Subscribe to DSC Newsletter

How to Automatically Determine the Number of Clusters in your Data - and more

Determining the number of clusters when performing unsupervised clustering is a tricky problem. Many data sets don't exhibit well separated clusters, and two human beings asked to visually tell the number of clusters by looking at a chart, are likely to provide two different answers. Sometimes clusters overlap with each other, and large clusters contain sub-clusters, making a decision not easy.

For instance, how many clusters do you see in the picture below? What is the optimum number of clusters? No one can tell with certainty, not AI, not a human being, not an algorithm. 

How many clusters here? (source: see here)

In the above picture, the underlying data suggests that there are three main clusters. But an answer such as 6 or 7, seems equally valid. 

A number of empirical approaches have been used to determine the number of clusters in a data set. They usually fit into two categories:

  • Model fitting techniques: an example is using a mixture model to fit with your data, and determine the optimum number of components; or use density estimation techniques, and test for the number of modes (see here.) Sometimes, the fit is compared with that of a model where observations are uniformly distributed on the entire support domain, thus with no cluster; you may have to estimate the support domain in question, and assume that it is not  made of disjoint sub-domains; in many cases, the convex hull of your data set, as an estimate of the support domain, is good enough. 
  • Visual techniques: for instance, the silhouette or elbow rule (very popular.)

In both cases, you need a criterion to determine the optimum number of clusters. In the case of the elbow rule, one typically uses the percentage of unexplained variance. This number is 100% with zero cluster, and it decreases (initially sharply, then more modestly) as you increase the number of clusters in your model. When each point constitutes a cluster, this number drops to 0.  Somewhere in between, the curve that displays your criterion, exhibits an elbow (see picture below), and that elbow determines the number of clusters. For instance, in the chart below, the optimum number of clusters is 4.

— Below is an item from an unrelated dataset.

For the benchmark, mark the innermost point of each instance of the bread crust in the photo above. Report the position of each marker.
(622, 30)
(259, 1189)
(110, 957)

The elbow rule tells you that here, your data set has 4 clusters (elbow strength in red)

A good reference on the topic is this article. Some R functions are available too, for instance fviz_nbclust. However, I could not find in the literature, how the elbow point is explicitly computed. Most references mention that it is mostly hand-picked by visual inspection, or based on some predetermined but arbitrary threshold. In the next section, we solve this problem.

1. Automating the elbow rule

This is another example showing how data science can automate some tasks performed by statisticians, in this case in the context of exploratory data analysis. The solution is actually pretty simple, and applies to many problems not even related to clustering, that we will discus in the next section. Also, it is not limited to using the percentage of unexplained variance (Y- axis) to plot the elbow curve, but other criteria such as entropy, or error resulting from model fitting, work equally well. Indeed the solution provided here was designed to be integrated in black-box decision systems. The only requirement is that the elbow curve most be positive (above the X-axis) and decreasing. 

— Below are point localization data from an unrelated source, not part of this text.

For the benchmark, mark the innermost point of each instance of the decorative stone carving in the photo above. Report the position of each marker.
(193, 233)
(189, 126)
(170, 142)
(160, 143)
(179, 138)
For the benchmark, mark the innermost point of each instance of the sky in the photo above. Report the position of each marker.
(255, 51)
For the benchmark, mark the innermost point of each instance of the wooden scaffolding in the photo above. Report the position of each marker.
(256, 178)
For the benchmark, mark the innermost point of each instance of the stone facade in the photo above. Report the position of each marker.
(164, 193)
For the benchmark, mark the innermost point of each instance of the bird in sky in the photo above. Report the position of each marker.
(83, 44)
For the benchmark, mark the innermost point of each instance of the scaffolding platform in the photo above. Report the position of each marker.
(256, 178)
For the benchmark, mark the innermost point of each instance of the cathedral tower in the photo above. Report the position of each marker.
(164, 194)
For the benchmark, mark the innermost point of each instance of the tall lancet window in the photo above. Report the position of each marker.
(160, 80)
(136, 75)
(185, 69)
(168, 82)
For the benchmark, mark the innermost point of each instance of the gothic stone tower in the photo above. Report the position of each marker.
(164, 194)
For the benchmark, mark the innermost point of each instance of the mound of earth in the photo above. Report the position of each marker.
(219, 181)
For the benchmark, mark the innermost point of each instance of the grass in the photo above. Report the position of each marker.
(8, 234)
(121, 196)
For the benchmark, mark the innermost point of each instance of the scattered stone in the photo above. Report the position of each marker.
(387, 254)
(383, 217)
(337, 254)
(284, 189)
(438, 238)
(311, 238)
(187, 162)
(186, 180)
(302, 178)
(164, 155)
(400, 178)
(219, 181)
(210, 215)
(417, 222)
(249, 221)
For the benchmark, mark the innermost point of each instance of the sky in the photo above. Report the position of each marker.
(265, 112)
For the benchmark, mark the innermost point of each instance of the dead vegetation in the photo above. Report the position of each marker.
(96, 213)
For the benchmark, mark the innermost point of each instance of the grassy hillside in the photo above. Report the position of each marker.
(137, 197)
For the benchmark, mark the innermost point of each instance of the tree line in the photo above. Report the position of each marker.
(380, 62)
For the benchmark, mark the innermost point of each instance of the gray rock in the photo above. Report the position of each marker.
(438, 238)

Elbow strength (with spreadsheet illustration)

The formula to compute the elbow strength (the core concept in this article) is illustrated using the table below (corresponding to to the figure in section 1) and available in our interactive spreadsheet (download the spreadsheet here).
The Delta 1 column in the table represents the differences between k and k + 1 clusters, measured on the criterion metric (the second column.) Delta 2 represents the difference computed on Delta 1, that is, the second-order differences. The strength (rightmost column) at line k (k is the number of clusters) is computed as the difference between Delta 2 and Delta 1, at line k +1. It is shown only if it is positive. 

Number of clusters

The optimum number of clusters is the value of k that maximizes the strength. That's it!

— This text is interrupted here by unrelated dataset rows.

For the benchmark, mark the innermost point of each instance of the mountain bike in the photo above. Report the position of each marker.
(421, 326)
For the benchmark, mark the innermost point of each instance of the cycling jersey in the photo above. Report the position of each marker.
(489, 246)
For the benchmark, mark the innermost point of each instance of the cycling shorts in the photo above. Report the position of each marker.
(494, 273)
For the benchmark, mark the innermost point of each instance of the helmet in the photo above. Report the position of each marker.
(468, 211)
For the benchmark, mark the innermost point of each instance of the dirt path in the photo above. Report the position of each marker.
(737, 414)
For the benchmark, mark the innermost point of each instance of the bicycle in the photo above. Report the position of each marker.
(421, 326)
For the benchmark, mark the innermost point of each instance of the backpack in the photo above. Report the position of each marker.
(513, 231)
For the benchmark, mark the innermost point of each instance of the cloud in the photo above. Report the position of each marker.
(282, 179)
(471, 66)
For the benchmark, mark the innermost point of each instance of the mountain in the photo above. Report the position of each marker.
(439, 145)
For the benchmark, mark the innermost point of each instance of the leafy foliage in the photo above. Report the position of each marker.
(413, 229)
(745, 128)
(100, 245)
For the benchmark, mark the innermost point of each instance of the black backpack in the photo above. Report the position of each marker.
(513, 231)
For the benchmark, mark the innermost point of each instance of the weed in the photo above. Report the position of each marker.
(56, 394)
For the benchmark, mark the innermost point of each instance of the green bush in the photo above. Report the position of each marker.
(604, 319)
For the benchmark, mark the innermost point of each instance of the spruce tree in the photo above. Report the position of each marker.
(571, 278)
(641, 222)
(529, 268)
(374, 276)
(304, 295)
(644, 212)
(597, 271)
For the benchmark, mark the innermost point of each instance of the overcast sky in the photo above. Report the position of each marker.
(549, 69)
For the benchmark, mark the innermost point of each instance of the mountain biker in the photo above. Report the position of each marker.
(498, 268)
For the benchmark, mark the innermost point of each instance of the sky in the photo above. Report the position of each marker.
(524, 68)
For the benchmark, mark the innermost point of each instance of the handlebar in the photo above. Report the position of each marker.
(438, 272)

The strength tells, for a specific k, if there is a potential elbow at level k (corresponding to k clusters), and how strong the elbow signal is at that level. Sometimes the strongest signal is not the first one, though this is usually the case in many instances. Below is an example where this is not the case.

The above picture exhibits a situation where the data could conceivably have 2 or 3 clusters. However, the assumption of 3 clusters (instead of 2) is much more plausible, based on the height of the red bars. Rather than using the strength of the elbow, I actually used the relative strength: it is the strength, divided by k (the number of clusters). The relative strength dampens the strength of the elbow for large values of k, as these are usually less meaningful. 

Testing 

Three types of tests are worth doing to further assess the value of this method.

  • Test with various elbow curves: we created curves, with multiple elbows or barely any elbow, to check the results produced by our procedure. We did not find counter-examples. Some of the test curves are included in our spreadsheet. Interestingly, if the shape of the elbow curve is like 1 / k, then two clusters are detected, which conforms to intuition. If is is decreasing at a much smaller pace, then the curve is too smooth to produce red bars, and no elbow is detected. This also conforms to intuition.
  • Test on real data: these tests can be more difficult to interpret, since in many cases, nobody can tell the number of clusters, unless clusters are well separated, or known a-priori.
  • Test with simulated data: it is easy to generate data with a known number of clusters, see here. Then one can use a criterion, such as percentage of unexplained variance, and look at the elbow curve, to check when it correctly predicts the number of clusters. Below is an example of simulated clusters.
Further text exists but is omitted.